A couple of weeks back, I was interacting with few operations executives from health insurance, auto insurance and specialty insurance companies. It was a nice cozy evening and the discussion topic was the new buzzword in town “Robotic Process Automation” aka RPA. People have different names to it also – Intelligent Automation, Bot Automation and probably few less known ones.

The general perception was that it’s a magic pill – some godly programmed software which can eradicate all the pain problems of the operations floor – mundane repetitive tasks, boring processes, cross-department bottlenecks, longer turnaround time, high operations cost. After chewing this magic pill, all will look extremely good from the KPI perspective.

Before we jump to assess whether it’s a magic pill or not; let’s understand what is RPA?

One definition says “RPA is a sophisticated compilation of software programs which are intelligently written to capture and interpret existing applications for processing a transaction, manipulating data and triggering responses.”

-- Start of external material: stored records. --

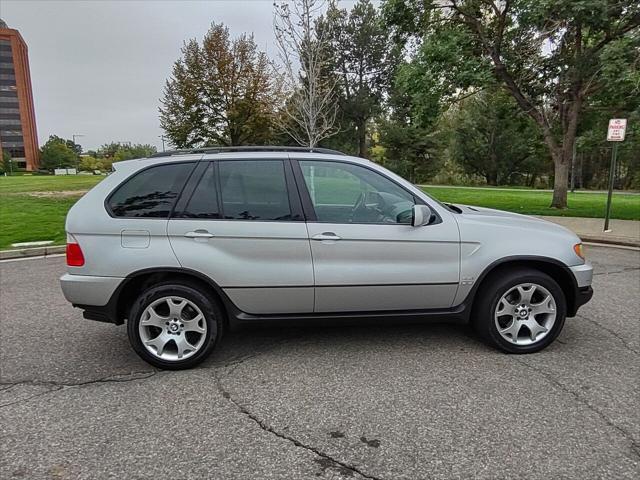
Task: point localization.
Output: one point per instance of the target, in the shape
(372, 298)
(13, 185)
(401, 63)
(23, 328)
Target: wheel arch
(552, 267)
(139, 281)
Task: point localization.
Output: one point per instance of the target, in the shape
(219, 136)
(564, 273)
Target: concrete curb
(610, 241)
(32, 252)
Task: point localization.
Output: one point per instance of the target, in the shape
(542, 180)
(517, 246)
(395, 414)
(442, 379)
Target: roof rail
(259, 148)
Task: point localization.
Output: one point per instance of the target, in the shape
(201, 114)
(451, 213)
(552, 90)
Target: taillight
(75, 258)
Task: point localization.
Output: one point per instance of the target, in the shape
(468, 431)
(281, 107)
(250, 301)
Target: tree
(57, 153)
(550, 55)
(493, 138)
(219, 93)
(309, 113)
(6, 166)
(362, 58)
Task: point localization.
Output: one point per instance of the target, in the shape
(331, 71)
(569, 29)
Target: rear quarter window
(151, 192)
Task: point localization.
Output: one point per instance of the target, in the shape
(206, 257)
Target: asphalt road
(383, 402)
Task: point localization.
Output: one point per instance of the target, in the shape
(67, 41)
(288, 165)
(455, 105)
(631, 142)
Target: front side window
(254, 190)
(348, 193)
(152, 192)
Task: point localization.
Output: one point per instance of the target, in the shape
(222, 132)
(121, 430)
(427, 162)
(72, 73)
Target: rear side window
(254, 190)
(204, 201)
(150, 193)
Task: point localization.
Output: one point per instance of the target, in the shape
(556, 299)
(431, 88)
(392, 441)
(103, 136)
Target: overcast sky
(98, 67)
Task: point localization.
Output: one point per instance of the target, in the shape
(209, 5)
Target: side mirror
(422, 215)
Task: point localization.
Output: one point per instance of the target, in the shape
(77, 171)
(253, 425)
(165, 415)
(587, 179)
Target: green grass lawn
(34, 207)
(625, 207)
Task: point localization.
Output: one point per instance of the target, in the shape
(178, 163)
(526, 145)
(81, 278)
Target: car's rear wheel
(174, 326)
(520, 311)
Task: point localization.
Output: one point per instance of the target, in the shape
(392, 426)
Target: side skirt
(456, 315)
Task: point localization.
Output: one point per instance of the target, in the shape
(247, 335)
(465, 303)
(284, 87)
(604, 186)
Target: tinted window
(254, 190)
(204, 201)
(347, 193)
(150, 193)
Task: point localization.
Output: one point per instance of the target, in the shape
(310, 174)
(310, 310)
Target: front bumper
(583, 296)
(583, 275)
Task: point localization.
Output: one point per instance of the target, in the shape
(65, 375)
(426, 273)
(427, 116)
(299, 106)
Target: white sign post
(617, 129)
(615, 133)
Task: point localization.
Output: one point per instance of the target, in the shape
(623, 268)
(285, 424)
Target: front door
(366, 255)
(241, 225)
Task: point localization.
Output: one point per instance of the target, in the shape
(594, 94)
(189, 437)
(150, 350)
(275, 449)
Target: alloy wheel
(525, 314)
(172, 328)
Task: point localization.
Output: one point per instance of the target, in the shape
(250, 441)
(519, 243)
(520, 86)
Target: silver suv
(186, 244)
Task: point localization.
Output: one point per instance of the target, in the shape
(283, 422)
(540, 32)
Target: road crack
(327, 461)
(53, 386)
(635, 446)
(343, 466)
(611, 332)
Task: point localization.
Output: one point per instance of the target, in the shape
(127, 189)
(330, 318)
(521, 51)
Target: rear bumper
(88, 290)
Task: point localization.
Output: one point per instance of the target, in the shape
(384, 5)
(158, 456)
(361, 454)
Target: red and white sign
(617, 129)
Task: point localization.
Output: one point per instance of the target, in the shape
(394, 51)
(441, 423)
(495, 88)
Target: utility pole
(573, 167)
(77, 154)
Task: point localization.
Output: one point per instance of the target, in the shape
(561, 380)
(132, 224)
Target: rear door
(241, 224)
(366, 255)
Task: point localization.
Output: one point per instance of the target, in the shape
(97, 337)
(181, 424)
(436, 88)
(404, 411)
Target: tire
(501, 306)
(174, 326)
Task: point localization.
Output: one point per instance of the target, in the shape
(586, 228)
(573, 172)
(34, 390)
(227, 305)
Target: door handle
(326, 236)
(198, 234)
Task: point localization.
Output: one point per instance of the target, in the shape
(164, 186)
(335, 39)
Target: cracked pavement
(375, 402)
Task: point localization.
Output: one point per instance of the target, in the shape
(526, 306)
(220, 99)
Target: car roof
(235, 155)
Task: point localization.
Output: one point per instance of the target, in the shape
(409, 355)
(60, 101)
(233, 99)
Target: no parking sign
(617, 129)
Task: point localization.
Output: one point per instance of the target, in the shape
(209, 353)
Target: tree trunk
(491, 178)
(362, 139)
(560, 181)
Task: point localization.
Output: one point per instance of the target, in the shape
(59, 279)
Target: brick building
(18, 134)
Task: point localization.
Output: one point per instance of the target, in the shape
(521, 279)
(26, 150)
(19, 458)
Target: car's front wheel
(174, 326)
(520, 311)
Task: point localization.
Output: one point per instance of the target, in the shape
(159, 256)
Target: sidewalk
(623, 232)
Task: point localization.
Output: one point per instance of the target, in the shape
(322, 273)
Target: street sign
(617, 129)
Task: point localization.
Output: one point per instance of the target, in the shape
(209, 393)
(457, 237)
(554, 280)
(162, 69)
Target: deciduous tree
(309, 112)
(550, 55)
(220, 93)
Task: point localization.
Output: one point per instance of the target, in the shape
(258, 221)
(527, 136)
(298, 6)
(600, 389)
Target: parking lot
(378, 402)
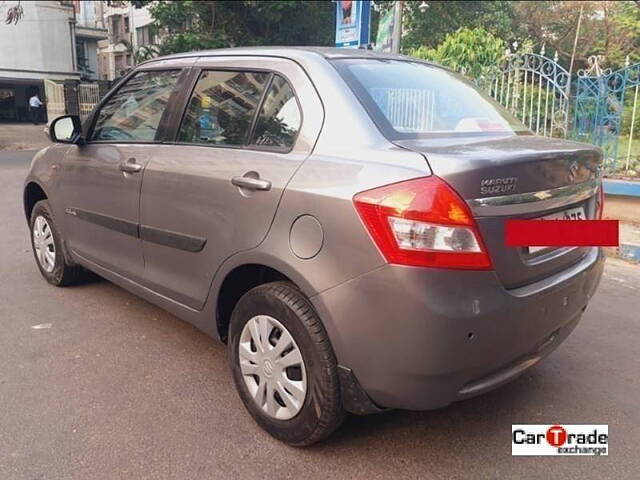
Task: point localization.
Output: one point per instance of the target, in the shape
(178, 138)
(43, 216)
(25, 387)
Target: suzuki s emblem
(573, 171)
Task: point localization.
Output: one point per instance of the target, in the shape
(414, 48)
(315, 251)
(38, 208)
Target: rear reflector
(422, 222)
(561, 233)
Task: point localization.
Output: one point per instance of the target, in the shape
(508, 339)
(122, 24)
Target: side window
(222, 107)
(133, 113)
(280, 117)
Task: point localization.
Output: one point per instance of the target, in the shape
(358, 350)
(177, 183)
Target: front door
(215, 190)
(101, 179)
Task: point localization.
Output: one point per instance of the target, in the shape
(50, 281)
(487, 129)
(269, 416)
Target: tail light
(424, 223)
(600, 202)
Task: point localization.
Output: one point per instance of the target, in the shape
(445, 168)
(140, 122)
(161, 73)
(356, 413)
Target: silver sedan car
(336, 216)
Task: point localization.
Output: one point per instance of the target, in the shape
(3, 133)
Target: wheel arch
(32, 194)
(241, 276)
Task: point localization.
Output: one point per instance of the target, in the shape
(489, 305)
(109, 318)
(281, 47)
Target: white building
(53, 41)
(89, 29)
(129, 30)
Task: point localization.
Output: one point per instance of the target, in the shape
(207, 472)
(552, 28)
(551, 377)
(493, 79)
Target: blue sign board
(353, 22)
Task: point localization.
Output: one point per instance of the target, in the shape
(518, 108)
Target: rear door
(101, 179)
(248, 124)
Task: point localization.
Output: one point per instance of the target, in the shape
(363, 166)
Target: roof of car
(293, 53)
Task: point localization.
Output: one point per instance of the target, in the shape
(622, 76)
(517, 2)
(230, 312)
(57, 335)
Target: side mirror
(66, 129)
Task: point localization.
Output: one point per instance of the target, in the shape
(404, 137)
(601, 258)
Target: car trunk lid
(517, 176)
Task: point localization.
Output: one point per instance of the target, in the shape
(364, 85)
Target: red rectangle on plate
(561, 233)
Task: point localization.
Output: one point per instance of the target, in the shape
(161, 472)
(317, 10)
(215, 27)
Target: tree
(426, 24)
(611, 29)
(474, 52)
(196, 25)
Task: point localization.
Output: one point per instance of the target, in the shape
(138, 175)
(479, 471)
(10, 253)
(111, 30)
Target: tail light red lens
(423, 222)
(600, 202)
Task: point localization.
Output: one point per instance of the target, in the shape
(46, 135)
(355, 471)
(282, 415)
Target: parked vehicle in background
(336, 216)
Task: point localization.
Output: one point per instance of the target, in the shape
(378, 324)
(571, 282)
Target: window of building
(144, 36)
(279, 119)
(133, 113)
(222, 108)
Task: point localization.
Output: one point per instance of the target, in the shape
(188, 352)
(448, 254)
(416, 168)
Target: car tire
(47, 245)
(286, 311)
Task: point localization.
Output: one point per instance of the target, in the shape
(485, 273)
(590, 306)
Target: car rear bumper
(418, 338)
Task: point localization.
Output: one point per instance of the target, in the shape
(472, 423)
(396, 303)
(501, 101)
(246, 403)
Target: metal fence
(88, 97)
(536, 90)
(597, 106)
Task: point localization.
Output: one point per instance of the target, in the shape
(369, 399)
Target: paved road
(117, 388)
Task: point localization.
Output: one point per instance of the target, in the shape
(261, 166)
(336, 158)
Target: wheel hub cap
(272, 367)
(45, 247)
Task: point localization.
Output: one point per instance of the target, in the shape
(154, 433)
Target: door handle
(251, 183)
(130, 166)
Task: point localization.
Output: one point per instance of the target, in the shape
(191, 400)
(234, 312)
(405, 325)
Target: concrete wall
(41, 45)
(623, 208)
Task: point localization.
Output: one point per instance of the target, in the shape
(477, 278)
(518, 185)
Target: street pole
(397, 26)
(575, 41)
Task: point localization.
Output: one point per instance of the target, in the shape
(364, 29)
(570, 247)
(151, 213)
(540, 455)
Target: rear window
(412, 100)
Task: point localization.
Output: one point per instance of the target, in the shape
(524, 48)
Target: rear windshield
(412, 100)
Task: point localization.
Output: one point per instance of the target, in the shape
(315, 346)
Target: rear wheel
(46, 241)
(283, 365)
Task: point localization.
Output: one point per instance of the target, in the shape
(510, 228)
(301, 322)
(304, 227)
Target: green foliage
(611, 29)
(197, 25)
(428, 27)
(474, 52)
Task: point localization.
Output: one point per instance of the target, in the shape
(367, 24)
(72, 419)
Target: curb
(629, 252)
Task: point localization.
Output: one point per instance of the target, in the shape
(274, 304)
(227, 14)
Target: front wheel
(46, 241)
(283, 365)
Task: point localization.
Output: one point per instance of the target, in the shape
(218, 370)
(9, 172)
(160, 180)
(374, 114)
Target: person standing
(34, 107)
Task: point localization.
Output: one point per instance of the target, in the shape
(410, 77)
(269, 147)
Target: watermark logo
(560, 440)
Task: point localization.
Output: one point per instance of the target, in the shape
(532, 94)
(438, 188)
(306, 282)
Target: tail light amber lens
(423, 222)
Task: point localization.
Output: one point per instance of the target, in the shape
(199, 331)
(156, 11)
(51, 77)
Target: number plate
(569, 214)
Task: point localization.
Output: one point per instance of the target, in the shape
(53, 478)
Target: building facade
(130, 29)
(66, 41)
(89, 30)
(40, 47)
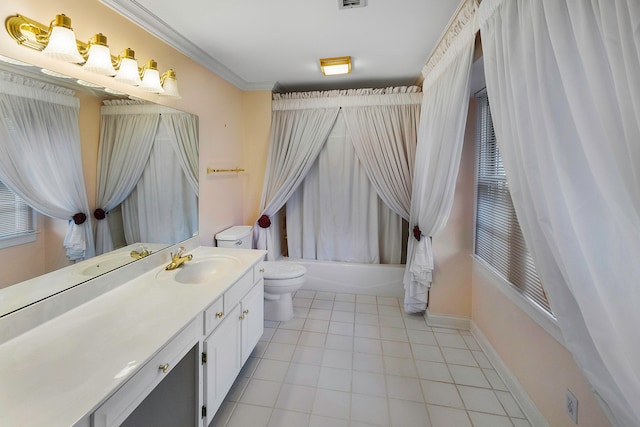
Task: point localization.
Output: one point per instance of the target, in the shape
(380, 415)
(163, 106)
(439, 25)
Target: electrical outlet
(572, 406)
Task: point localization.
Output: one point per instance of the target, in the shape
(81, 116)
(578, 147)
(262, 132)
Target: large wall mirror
(161, 211)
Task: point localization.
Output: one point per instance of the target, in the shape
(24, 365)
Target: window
(498, 240)
(17, 219)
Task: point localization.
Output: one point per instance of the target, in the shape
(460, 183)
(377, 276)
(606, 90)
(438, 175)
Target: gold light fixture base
(335, 66)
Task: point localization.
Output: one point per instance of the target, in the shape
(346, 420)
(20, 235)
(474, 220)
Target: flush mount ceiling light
(335, 66)
(58, 41)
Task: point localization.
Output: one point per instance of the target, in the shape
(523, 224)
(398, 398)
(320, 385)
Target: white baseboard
(517, 391)
(444, 321)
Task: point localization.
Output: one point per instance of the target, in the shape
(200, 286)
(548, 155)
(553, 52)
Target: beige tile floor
(356, 360)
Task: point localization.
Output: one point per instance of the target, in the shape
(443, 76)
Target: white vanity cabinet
(119, 406)
(229, 345)
(131, 355)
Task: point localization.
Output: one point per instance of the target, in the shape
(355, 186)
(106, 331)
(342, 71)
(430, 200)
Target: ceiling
(277, 44)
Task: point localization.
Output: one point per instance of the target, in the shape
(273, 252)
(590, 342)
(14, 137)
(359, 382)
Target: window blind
(499, 240)
(16, 217)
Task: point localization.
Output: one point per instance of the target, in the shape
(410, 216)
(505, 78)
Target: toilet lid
(282, 270)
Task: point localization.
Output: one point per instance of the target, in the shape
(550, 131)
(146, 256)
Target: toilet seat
(281, 270)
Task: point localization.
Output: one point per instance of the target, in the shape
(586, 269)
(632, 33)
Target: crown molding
(141, 16)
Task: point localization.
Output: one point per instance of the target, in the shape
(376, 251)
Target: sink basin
(201, 270)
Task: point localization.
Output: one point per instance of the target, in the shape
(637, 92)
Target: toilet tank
(238, 236)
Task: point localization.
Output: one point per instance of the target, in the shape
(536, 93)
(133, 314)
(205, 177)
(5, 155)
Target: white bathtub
(351, 278)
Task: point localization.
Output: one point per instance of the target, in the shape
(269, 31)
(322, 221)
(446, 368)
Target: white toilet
(281, 278)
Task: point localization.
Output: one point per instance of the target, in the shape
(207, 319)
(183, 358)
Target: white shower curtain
(563, 79)
(40, 156)
(336, 214)
(297, 135)
(296, 141)
(385, 138)
(440, 137)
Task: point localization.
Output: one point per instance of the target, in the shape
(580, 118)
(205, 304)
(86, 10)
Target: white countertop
(62, 370)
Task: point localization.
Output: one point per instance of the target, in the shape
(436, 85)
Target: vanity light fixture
(58, 41)
(170, 84)
(128, 68)
(151, 78)
(61, 41)
(99, 57)
(335, 66)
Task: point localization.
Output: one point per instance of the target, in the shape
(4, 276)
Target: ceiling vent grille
(350, 4)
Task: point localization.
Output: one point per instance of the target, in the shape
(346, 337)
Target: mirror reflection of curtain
(149, 154)
(126, 136)
(40, 155)
(336, 214)
(163, 207)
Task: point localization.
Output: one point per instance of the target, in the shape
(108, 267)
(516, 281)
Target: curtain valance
(123, 106)
(403, 95)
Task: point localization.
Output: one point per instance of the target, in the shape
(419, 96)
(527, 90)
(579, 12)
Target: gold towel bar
(211, 170)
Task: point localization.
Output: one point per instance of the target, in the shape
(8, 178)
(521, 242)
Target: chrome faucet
(140, 253)
(178, 259)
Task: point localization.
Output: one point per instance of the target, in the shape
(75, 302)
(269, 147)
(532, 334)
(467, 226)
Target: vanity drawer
(239, 289)
(258, 272)
(213, 316)
(121, 404)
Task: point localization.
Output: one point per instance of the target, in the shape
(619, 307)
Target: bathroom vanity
(111, 357)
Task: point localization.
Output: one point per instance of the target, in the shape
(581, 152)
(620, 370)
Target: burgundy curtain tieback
(264, 222)
(417, 233)
(79, 218)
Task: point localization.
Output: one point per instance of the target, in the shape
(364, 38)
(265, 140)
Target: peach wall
(450, 293)
(257, 113)
(543, 367)
(218, 104)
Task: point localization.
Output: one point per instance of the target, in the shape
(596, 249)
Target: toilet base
(278, 308)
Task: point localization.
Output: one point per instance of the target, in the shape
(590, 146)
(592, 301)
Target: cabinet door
(252, 319)
(223, 349)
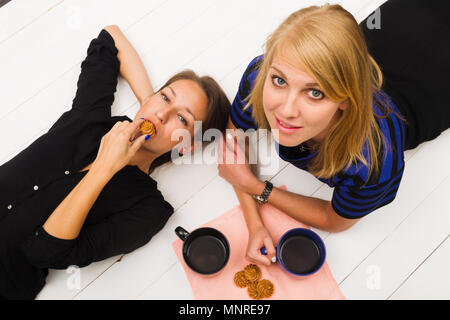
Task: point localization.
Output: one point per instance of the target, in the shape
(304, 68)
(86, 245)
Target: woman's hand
(234, 167)
(257, 239)
(115, 149)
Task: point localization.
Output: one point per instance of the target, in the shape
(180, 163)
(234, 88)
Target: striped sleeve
(354, 203)
(243, 118)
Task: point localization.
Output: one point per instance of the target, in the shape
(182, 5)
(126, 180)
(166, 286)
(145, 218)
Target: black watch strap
(265, 194)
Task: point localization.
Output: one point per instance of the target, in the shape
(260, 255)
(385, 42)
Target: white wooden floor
(402, 251)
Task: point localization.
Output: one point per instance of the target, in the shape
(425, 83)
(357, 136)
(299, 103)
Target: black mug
(205, 250)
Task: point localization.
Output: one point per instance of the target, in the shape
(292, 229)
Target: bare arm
(131, 67)
(314, 212)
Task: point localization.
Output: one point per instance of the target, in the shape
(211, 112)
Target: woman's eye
(182, 119)
(279, 82)
(316, 94)
(165, 97)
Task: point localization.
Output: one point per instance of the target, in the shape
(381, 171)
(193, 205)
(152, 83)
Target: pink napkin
(319, 286)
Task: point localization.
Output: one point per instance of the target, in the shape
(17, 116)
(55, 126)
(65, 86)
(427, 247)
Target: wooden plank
(20, 14)
(430, 280)
(403, 250)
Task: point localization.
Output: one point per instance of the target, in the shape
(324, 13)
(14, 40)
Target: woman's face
(295, 105)
(176, 106)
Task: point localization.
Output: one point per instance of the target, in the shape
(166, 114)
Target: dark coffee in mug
(300, 254)
(205, 250)
(207, 253)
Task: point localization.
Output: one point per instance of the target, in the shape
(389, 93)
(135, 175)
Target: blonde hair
(328, 42)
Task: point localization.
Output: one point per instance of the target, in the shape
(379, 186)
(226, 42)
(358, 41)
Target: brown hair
(217, 110)
(328, 42)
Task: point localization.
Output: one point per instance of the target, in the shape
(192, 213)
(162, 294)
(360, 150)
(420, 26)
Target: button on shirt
(128, 212)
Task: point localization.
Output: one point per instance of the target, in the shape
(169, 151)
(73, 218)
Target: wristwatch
(265, 194)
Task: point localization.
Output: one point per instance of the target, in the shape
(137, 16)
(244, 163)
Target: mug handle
(182, 233)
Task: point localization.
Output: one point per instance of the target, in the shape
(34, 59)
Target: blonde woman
(344, 102)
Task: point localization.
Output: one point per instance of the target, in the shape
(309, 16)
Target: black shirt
(128, 212)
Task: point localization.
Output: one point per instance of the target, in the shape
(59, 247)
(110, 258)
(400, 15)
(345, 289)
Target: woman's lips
(284, 127)
(139, 133)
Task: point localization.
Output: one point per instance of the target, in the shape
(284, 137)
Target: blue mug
(300, 251)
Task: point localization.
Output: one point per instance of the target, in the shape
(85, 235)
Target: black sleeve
(117, 234)
(98, 78)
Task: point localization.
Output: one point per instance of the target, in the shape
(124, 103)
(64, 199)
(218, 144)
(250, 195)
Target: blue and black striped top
(355, 193)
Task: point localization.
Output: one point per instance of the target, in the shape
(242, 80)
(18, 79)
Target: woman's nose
(289, 108)
(164, 114)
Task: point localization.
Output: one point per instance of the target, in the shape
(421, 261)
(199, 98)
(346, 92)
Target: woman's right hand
(115, 149)
(259, 238)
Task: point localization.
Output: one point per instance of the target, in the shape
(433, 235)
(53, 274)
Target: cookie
(147, 127)
(240, 280)
(252, 272)
(253, 292)
(264, 288)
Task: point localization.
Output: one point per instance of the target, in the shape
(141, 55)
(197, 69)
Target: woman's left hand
(234, 166)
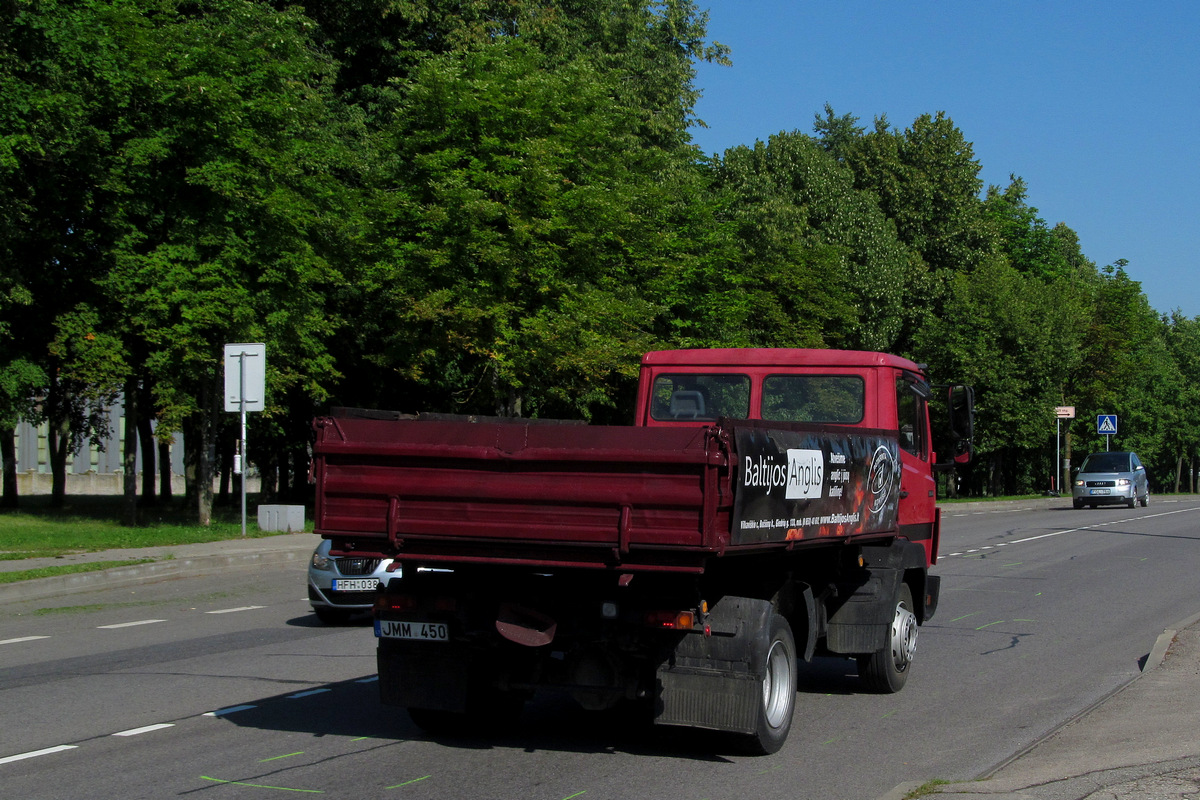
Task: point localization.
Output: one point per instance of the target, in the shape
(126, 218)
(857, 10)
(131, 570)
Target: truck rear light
(671, 620)
(395, 603)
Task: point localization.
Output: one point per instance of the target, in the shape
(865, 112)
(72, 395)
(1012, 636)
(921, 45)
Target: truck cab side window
(912, 419)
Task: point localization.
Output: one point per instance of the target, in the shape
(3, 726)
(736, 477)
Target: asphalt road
(227, 686)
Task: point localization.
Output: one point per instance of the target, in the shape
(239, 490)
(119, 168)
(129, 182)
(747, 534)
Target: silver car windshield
(1107, 463)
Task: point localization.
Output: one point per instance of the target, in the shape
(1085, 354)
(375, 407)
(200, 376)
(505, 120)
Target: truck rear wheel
(778, 689)
(886, 671)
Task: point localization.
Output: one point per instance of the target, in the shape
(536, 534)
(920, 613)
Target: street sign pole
(241, 439)
(245, 391)
(1062, 470)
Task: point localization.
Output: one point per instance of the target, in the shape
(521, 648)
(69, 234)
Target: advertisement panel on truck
(796, 485)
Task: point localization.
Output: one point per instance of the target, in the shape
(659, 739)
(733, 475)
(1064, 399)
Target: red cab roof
(775, 358)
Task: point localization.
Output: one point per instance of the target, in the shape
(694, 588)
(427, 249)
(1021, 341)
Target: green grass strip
(66, 569)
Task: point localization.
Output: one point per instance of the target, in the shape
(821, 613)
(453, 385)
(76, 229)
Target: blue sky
(1096, 106)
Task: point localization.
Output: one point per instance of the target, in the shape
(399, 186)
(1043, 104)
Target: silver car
(1109, 479)
(340, 588)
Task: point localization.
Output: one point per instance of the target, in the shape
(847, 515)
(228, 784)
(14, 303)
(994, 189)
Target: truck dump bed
(628, 498)
(522, 492)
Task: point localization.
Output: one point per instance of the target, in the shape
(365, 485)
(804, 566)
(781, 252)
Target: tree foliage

I think, it’s drawing too long a bow to compare RPA with Robotics as there is limited resemblance with no artificial intelligence (AI), neural networks or deep learning capabilities embedded. A better descriptor would be Intelligent Process Automation (IPA) or Sophisticated Macros (SM) as the set of programs that intelligently mimic human interaction (not behaviour) for managing a specific process and runs in a controlled environment for best results.

A few years back, there was similar excitement about Business Process Management (BPM) tools promising better ROI on operational dollars invested, but these had their own limitations. In today’s world, RPA tools are much leaner, meaner, intelligent and optimally priced to give next level of process automation.

It’s not well-understood that to take the RPA ride, you must meet specific minimum requirements – a basic rule of thumb is to focus on repetitive tasks where programs can be configured to mimic.  This can safely cover processes around finance ops, procurement, customer on-boarding, operations, supply chain management, accounting, customer service, infrastructure monitoring, and much more.

Is it a Magic Pill?

The simple answer is NO. This is not a magic pill where software will be installed for the operations floor and all the amber/red lights will turn green and management dashboard starts to look great. This is a journey.

Let me iterate by giving example in the Insurance industry. Insurers face multiple challenges – namely, manual data entry from multiple data sources, inter-department process handshakes are fairly manual, back-end legacy platforms and ever-increasing need for tighter regulations. Insurers play a balancing act of moving their investments into the digital journey (customer experience), compliance with regulatory frameworks and persistency management. In this scenario, process automation may not be a top priority.  

The reason I describe it as a journey is because it is the RPA tool may help to automate repetitive long-drawn processes, but in parallel, processes must be optimised to achieve better RPA results. The RPA tool will not optimise the process – it just automates. If certain process takes few hours manually, RPA tool can bring down to minutes, but it will not streamline the process or process dependency.

Within the Insurance operations realm, RPA is classic fit around customer on-boarding (new business), where tons of data entry happens, proposal tagging, OCR checks, policy service (address update, etc), letter generation, claims assessment, claims processing, complaints tagging, automated email response and operations reporting,  

In conclusion, RPA may not be a magic pill but it definitely offers a welcome change to the arduous and manual operations department. For a soft- landing it is essential to have a pre-RPA stage, where individual and inter-linked processes are reviewed in detail and are optimised to remove insufficient grids, sub-processes or tasks or data points. For example, if a certain operation report has 20 data elements which are pulled from 5 different data sources, can the report be further optimised (Minimal Viable Outcome) so that it has 10 data elements pulled from 2 different sources. This way, when the RPA program is configured to pull the data – it’s giving optimised result in a shorter time frame.

Executives should be aware that process automation requires process optimisation, both are two great ingredients of a magic pill. The overall objective can’t be achieved if we don’t use both the ingredients. We have to do our bit before software can do it's own.

Shashank Singh is a Singapore-based Digital Consultant specialising in Technology and Transformation Management.